JONATHAN OPPENHEIM likes the occasional flutter, however the object of his curiosity is a bit more rarefied than horse racing or the one-armed bandit. A quantum physicist at College Faculty London, Oppenheim likes to make bets on the basic nature of actuality – and his newest considerations space-time itself.
The 2 nice theories of physics are basically at odds.
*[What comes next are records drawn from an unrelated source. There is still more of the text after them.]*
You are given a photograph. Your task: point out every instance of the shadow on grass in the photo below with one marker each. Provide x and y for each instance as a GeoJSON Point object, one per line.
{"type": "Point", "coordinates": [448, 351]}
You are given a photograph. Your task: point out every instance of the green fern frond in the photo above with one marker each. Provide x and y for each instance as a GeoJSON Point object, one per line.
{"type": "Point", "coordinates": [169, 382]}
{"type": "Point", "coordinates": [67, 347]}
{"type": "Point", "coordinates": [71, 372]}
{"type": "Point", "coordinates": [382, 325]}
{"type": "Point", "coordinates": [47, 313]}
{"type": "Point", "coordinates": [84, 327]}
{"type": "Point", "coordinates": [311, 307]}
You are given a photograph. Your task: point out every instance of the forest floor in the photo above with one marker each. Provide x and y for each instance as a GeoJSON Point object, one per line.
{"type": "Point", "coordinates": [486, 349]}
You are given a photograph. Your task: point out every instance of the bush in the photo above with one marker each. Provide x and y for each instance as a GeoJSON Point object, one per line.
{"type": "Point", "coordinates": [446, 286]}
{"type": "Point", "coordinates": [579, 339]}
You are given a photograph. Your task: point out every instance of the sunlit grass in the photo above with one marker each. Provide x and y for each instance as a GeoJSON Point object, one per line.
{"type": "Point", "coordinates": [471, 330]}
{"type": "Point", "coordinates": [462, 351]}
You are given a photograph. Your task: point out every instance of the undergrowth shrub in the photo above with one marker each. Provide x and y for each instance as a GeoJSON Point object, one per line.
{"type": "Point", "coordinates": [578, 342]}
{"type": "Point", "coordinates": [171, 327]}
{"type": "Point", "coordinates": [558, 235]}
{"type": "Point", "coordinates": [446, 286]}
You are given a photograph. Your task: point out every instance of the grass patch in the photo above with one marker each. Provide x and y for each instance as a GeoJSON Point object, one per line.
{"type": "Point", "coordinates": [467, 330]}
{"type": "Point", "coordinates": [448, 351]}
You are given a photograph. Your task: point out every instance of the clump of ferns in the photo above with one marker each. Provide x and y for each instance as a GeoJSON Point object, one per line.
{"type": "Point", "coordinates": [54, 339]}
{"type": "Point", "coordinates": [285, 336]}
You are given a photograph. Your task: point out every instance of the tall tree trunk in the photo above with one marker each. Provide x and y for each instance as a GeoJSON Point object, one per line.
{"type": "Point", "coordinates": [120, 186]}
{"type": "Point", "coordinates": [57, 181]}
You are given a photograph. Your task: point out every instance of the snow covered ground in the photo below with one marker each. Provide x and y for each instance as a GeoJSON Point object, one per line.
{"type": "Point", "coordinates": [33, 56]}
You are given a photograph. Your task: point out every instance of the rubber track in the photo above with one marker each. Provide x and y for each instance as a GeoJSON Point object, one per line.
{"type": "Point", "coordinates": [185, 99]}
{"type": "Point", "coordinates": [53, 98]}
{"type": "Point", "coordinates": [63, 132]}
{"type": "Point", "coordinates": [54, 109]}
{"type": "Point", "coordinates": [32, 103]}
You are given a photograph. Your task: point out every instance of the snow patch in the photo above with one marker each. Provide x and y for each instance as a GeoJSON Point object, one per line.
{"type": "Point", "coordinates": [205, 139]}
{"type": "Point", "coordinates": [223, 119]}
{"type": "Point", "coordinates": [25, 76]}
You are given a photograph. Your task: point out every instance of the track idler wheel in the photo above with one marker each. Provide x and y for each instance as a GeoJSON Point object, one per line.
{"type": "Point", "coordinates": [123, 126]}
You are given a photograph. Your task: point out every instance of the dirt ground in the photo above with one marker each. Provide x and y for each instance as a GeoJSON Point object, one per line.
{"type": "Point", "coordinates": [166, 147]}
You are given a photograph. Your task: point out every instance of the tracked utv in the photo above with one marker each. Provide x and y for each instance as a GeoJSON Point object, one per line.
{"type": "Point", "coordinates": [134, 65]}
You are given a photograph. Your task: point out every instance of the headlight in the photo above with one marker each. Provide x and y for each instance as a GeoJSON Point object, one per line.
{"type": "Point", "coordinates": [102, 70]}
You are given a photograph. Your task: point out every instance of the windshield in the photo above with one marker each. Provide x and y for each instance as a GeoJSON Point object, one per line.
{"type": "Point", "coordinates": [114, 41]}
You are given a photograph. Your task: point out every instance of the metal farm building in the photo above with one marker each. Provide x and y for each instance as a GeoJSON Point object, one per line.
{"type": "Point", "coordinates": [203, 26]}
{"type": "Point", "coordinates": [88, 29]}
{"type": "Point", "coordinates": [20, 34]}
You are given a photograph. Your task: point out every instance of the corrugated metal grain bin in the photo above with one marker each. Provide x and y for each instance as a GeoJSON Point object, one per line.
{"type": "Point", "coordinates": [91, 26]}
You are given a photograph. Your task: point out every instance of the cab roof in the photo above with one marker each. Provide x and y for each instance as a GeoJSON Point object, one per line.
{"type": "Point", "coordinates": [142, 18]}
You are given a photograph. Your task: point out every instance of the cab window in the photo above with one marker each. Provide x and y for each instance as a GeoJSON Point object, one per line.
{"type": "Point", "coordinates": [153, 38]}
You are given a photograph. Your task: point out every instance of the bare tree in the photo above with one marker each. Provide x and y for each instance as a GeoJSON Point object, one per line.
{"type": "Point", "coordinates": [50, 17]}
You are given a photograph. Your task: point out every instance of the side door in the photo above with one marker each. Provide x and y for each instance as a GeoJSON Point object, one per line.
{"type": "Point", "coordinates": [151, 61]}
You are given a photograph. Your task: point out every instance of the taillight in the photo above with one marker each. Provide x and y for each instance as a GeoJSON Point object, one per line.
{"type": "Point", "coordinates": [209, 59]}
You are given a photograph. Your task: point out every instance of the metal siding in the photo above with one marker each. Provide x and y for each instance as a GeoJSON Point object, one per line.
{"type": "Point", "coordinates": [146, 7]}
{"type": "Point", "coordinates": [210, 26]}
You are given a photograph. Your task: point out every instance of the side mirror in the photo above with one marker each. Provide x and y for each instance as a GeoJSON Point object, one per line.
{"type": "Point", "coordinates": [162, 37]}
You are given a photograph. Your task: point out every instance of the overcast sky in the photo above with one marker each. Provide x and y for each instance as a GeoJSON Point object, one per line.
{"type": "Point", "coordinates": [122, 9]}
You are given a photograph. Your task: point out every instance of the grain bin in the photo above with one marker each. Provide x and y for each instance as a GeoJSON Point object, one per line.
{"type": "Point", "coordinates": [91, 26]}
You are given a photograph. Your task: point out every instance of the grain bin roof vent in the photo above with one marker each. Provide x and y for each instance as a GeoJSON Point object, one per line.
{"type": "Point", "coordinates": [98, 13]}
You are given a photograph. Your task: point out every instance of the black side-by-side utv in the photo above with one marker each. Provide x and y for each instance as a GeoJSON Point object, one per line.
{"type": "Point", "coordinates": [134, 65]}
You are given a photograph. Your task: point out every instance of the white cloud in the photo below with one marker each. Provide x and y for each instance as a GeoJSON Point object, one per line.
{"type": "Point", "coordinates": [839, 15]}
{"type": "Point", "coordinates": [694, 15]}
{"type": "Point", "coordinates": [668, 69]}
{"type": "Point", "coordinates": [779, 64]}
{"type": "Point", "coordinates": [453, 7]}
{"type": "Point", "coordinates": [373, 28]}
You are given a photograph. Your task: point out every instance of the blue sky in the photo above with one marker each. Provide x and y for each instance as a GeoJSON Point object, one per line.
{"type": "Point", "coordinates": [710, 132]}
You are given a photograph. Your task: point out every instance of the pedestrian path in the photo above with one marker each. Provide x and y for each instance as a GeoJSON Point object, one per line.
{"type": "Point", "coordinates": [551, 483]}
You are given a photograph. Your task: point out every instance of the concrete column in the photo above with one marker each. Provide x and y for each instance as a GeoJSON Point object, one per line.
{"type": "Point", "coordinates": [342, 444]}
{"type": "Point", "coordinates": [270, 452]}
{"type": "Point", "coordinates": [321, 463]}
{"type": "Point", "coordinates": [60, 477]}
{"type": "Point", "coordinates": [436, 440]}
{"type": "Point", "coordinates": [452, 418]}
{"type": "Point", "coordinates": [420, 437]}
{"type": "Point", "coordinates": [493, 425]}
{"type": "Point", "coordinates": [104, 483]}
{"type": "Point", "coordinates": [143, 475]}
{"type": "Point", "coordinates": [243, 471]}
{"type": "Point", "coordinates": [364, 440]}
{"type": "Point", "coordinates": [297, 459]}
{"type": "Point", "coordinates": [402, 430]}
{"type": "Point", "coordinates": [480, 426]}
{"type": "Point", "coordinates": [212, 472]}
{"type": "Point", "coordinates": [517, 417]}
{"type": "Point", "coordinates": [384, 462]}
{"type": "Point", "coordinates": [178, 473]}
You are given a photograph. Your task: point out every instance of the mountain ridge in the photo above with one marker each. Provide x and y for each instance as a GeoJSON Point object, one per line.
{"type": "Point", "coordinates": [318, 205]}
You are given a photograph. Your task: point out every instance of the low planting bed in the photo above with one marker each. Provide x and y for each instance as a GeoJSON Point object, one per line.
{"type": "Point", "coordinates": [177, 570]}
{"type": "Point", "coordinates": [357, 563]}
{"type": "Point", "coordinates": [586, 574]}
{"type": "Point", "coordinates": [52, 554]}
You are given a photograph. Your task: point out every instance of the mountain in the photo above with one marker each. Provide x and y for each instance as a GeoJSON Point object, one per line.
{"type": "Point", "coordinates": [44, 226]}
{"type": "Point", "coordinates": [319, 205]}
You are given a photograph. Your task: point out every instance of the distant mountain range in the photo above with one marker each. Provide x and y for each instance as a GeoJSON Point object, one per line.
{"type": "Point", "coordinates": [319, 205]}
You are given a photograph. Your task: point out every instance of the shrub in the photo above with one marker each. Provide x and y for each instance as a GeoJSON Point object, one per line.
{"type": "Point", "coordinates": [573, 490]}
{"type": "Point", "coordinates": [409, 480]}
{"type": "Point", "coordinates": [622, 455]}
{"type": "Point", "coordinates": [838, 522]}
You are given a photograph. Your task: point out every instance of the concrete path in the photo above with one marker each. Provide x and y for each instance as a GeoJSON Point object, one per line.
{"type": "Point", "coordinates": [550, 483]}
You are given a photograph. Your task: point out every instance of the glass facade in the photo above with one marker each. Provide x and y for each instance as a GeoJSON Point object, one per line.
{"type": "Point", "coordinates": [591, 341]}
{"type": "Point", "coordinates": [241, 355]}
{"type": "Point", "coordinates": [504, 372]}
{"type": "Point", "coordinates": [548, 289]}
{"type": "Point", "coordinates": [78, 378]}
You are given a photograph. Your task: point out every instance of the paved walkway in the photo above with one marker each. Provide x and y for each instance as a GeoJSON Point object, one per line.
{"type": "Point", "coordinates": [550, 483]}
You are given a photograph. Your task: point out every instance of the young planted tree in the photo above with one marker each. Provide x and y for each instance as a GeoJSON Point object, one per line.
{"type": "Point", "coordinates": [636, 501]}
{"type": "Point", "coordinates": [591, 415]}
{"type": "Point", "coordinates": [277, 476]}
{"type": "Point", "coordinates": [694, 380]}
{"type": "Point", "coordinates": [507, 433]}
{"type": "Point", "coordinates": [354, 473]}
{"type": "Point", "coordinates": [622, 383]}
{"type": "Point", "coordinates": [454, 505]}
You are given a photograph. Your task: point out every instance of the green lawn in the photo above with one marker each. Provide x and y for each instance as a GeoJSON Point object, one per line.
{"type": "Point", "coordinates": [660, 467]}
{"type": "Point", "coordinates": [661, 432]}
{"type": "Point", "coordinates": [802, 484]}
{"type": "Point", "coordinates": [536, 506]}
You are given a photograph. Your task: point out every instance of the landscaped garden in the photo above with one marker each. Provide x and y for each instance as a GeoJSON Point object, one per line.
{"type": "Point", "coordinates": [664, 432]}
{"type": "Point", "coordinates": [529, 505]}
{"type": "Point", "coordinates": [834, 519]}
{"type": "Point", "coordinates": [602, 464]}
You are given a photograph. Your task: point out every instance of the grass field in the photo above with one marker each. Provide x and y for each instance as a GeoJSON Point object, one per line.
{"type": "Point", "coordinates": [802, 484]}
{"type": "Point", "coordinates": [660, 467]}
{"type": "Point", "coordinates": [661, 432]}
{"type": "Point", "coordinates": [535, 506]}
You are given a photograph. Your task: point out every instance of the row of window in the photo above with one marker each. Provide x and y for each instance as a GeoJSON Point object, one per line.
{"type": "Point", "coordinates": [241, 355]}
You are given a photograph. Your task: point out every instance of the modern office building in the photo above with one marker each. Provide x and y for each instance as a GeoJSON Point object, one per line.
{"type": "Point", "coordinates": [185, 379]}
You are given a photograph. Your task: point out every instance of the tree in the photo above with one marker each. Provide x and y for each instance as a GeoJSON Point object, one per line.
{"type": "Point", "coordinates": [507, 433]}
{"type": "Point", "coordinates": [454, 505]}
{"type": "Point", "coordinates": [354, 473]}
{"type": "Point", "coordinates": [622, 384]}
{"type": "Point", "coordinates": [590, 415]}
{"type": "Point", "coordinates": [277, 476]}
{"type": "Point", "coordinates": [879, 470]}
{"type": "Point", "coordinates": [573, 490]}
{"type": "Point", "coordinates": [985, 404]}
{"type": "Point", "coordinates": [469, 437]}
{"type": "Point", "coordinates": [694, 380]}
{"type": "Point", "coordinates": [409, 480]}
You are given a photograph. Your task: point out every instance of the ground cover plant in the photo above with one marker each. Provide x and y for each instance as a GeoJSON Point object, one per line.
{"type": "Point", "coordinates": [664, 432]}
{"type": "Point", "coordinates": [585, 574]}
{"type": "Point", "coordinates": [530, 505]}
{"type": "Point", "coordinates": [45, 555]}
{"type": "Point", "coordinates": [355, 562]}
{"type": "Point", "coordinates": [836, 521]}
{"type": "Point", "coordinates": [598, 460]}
In a single nook, you’ve basic relativity, which says that gravity is the results of mass warping space-time, envisaged as a sort of stretchy sheet. Within the different, there’s quantum principle, which explains the subatomic world and holds that every one matter and vitality is available in tiny, discrete chunks. Put them collectively and you possibly can describe a lot of actuality. The one drawback is which you can’t put them collectively: the grainy arithmetic of quantum principle and the graceful description of space-time don’t mesh.
Most physicists reckon the answer is to “quantise” gravity, or to indicate how space-time is available in tiny quanta, just like the three different forces of nature. In impact, meaning tweaking basic relativity so it suits into the quantum mould, a activity that has occupied researchers for nearly a century already. However Oppenheim wonders if this assumption is perhaps mistaken, which is why he made a 5000:1 wager that space-time isn’t finally quantum.
New Scientist caught up with him to seek out out what makes him suppose standard knowledge is perhaps misguided right here, how the query is perhaps resolved with experiments – and why physicists love an excellent wager.